The Colorado State Rams were 3-9 last year, while the Buffaloes were 3-10 in Colorado's first year in the Pac-12. The Buffaloes won the matchup last year, 28-14.
So, what makes me think the underdog Rams have a chance to beat the point spread this year?
I just think it's their turn.
Take State and the points.
SMU at Baylor -10.5
Earth to Baylor: It's over. Yes, you had a magical year across the board, but I'm afraid it's back to reality.
You-know-who is gone, and it's extremely unlikely that the Baylor Bears will go 10-3 in 2012. Nearly all of their wins in 2011 came in shootouts where RG3 simply scored more points than the opponents. There is no reason to believe that Baylor will be any stronger defensively this year.
The SMU Mustangs, on the other hand, can score but they also play defense respectably. They ended the year on a positive note, smashing Pittsburgh convincingly (28-6 in the BBVA Compass Bowl) for their third straight bowl appearance.
June Jones is a very opportunistic coach, and he will jump at the chance to start the season against a highly visible opponent like Baylor.
Take SMU and the points.
Georgia Tech at Virginia Tech -9
The last time we saw Virginia Tech, it was ending its season with that heartbreaking loss to Michigan in the Sugar Bowl. After dominating the Wolverines for most of the game, Michigan pulled it out, 23-20, in OT. It just felt wrong, didn't it?

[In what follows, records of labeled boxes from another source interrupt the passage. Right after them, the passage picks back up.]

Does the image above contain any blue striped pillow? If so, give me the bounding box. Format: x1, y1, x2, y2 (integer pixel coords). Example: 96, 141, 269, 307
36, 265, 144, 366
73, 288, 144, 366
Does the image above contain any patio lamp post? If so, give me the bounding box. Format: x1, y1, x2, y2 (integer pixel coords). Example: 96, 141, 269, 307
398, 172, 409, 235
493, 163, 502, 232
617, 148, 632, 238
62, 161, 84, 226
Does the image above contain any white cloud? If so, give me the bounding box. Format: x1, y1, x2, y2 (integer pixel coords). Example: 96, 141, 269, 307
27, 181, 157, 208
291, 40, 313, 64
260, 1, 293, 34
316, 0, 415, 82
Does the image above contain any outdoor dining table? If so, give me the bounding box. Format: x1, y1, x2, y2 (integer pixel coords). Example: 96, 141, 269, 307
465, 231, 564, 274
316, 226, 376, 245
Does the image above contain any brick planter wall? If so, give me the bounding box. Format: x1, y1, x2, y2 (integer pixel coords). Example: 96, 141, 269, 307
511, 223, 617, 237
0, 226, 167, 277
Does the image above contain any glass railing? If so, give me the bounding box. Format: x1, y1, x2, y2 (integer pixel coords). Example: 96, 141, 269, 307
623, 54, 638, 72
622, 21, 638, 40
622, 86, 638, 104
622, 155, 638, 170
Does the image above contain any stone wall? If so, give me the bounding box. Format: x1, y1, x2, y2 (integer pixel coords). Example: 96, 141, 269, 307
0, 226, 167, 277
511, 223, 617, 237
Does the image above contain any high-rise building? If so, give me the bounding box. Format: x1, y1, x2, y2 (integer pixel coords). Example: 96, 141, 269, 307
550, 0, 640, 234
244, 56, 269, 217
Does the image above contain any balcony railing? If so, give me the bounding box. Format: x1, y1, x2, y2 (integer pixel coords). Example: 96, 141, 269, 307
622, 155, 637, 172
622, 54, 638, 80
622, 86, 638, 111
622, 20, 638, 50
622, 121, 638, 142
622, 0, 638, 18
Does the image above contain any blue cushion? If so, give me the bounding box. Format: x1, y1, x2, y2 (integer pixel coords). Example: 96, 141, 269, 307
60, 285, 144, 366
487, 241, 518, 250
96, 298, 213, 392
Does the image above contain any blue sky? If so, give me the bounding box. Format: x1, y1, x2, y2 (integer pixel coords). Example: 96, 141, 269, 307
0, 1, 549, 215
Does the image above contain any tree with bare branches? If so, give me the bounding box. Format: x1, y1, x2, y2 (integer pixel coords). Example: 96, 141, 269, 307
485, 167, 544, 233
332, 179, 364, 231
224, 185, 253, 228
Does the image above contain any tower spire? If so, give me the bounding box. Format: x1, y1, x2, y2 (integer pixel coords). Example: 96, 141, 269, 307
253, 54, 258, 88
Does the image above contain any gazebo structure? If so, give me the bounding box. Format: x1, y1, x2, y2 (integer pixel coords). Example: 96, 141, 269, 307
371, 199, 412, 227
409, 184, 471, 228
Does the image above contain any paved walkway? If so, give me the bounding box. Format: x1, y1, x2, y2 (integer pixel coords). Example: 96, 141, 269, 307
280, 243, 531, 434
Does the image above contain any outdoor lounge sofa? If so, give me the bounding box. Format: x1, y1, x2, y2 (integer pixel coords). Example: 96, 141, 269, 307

Virginia Tech opens its 2012 season Labor Day Night on ESPN against Georgia Tech, a game that will put the close on week one's action. Both teams play in the Coastal Division of the ACC, so this game is important in deciding who will play in the Dr. Pepper ACC Championship Game on December 1.
Georgia Tech will need some key players to really step up in 2012 if it wants to compete for the ACC crown, but it is a solid team that will not do worse than its 8-4 record in 2011.
Virginia Tech didn't lose much talent, and it will be a fine football team again in 2012. Some pre-season polls have them starting out ranked in the Top 25.
However, Georgia Tech is a good road underdog type of team. This one will be close, but I would go with the Ramblin' Wreck and the points.